By Patrick Yeagle
He served three presidents, catered three gubernatorial inaugurations and met entertainers ranging from Ted Nugent to the Stone Temple Pilots. He’s credited with serving more than one million meals in his lifetime, but more than any of that, Brown Hitt was most proud of his family.
“He loved being a dad, a grandfather and an uncle,” says Collin Hitt, the elder Hitt’s son. “There are so many kids in this town today for a whole generation who think of him as an uncle. That was him at his best.”
James Brown Hitt III died Feb. 26 at the age of 63. He was a prominent caterer, chef and restaurant consultant around Springfield, loved by many for his sense of humor and heralded for his self-taught skills in the kitchen.
Hitt, known to many people in Springfield simply as Brown, was born on Fathers Day in 1953. He grew up in New Berlin on a farm settled by his family in the 1830s. Hitt started his career in the food service industry as a bartender during college at the University of Illinois Urbana-Champaign. He left school and returned to Springfield, where he started working for Ed McHenry at The Barrel Head pub in the mid-1970s.
McHenry, who owns Amber Jack Ale House with his wife Kitty, remembers Hitt’s consistent wit and intelligence.
“There was really never a dull moment with him,” McHenry said. “Brown always said what was on his mind, and I always liked that about him. He didn’t know how to beat around the bush.”
McHenry says Hitt’s cooking was always on point, even if it was, as McHenry puts it, “by the seat of his pants.”
“He knew more about cooking than anybody I ever knew,” he said. “The best thing was he knew how to blend different tastes and seasonings to come up with a unique flavor or something that would make it better. I always marveled at that.”
Hitt cut his teeth at several legacy Springfield eateries, including the former Opera House and former Pepe Giuseppe’s restaurants in Vinegar Hill Mall. He also managed the cafeteria in the State of Illinois’ Stratton Building and the former Rathskeller cafeteria in the basement of the Illinois Capitol Building in the 1980s.
Springfield entrepreneur Bill Stokes remembers Hitt’s collection of exotic spices and his unique ability to make any menu gourmet.
“He was a gourmet in everything he did,” Stokes recalled. “Nothing he did could be duplicated by anyone very easily.”
Stokes first met Hitt in the 1990s, when Hitt was working for Arena Food Service, a Springfield-based catering business.
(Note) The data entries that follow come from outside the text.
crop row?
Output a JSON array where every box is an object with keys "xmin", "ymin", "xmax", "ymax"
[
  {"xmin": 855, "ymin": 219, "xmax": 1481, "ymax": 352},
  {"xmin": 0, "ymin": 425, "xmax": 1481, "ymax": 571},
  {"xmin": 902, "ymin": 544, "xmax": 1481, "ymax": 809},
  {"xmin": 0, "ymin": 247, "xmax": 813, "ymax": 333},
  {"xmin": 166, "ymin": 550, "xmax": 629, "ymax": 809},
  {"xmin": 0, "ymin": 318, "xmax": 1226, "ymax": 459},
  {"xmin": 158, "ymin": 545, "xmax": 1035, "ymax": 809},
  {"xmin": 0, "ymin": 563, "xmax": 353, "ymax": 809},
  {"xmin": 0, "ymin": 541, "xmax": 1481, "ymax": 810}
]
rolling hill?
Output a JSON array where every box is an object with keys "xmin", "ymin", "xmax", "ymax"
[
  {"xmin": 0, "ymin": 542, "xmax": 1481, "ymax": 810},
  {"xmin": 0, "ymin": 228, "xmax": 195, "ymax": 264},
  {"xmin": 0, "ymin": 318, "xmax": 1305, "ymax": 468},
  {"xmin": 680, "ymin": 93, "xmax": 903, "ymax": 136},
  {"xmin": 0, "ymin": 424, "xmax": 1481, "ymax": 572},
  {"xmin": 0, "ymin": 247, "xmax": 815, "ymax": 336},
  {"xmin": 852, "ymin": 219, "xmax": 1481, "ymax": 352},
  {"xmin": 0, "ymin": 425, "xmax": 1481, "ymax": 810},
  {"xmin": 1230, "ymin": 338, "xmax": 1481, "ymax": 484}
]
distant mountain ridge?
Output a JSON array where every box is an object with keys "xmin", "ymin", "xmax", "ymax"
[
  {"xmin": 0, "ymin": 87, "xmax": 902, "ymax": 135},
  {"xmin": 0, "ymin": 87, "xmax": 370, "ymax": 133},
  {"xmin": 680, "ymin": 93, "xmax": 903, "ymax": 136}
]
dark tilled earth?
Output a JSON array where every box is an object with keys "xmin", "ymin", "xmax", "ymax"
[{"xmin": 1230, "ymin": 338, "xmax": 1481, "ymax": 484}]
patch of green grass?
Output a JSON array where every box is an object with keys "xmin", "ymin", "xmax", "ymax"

Hitt catered some of Stokes’ parties, and the two became friends outside of business.
“He was the type of guy who when you had something to talk about that was interesting or sophisticated, he had an opinion, and it was always spot on,” Stokes said. “The memory I have of him makes him alive in my mind and spirit.”
Hitt worked for a short time as chef at Illini Country Club and eventually became a restaurant consultant, says his son, Collin Hitt. The younger Hitt estimates that his father served as many as one million meals and cocktails during his career, and his love for cooking was fueled by the enjoyment of making people happy.
“It was a craft and a calling to him, and he was good at it,” Collin Hitt said. “He had a perfect sense of the role that food should play at any given moment.”
Although Brown Hitt often served dignitaries and famous figures, his favorite functions were weddings and funerals.
“Those are such personal moments in peoples’ lives, where food could make people happy or help them with what they’re going through,” Collin Hitt said. “He knew when the food was supposed to be front and center or off to the side, and it always had to be good.”
Brown Hitt had a great sense of humor, his son says, and he never stopped joking.
“You could never find a moment where Dad wasn’t trying to say something funny,” Collin Hitt said. “He wasn’t always successful, but with reward comes risk.”
However, the kitchen was the one place Brown Hitt was serious.
“He thought it was important to get things right,” Collin Hitt said.
Family was so important to Brown Hitt that every vacation was spent visiting relatives, says the younger Hitt, noting that being a grandfather was his father’s “best role.”
“He loved his family,” Collin Hitt said. “He was excellent at food, and people loved him as a bartender, but once he became a grandpa, it was a perfect fit. He loved being a grandfather and was so good at it.”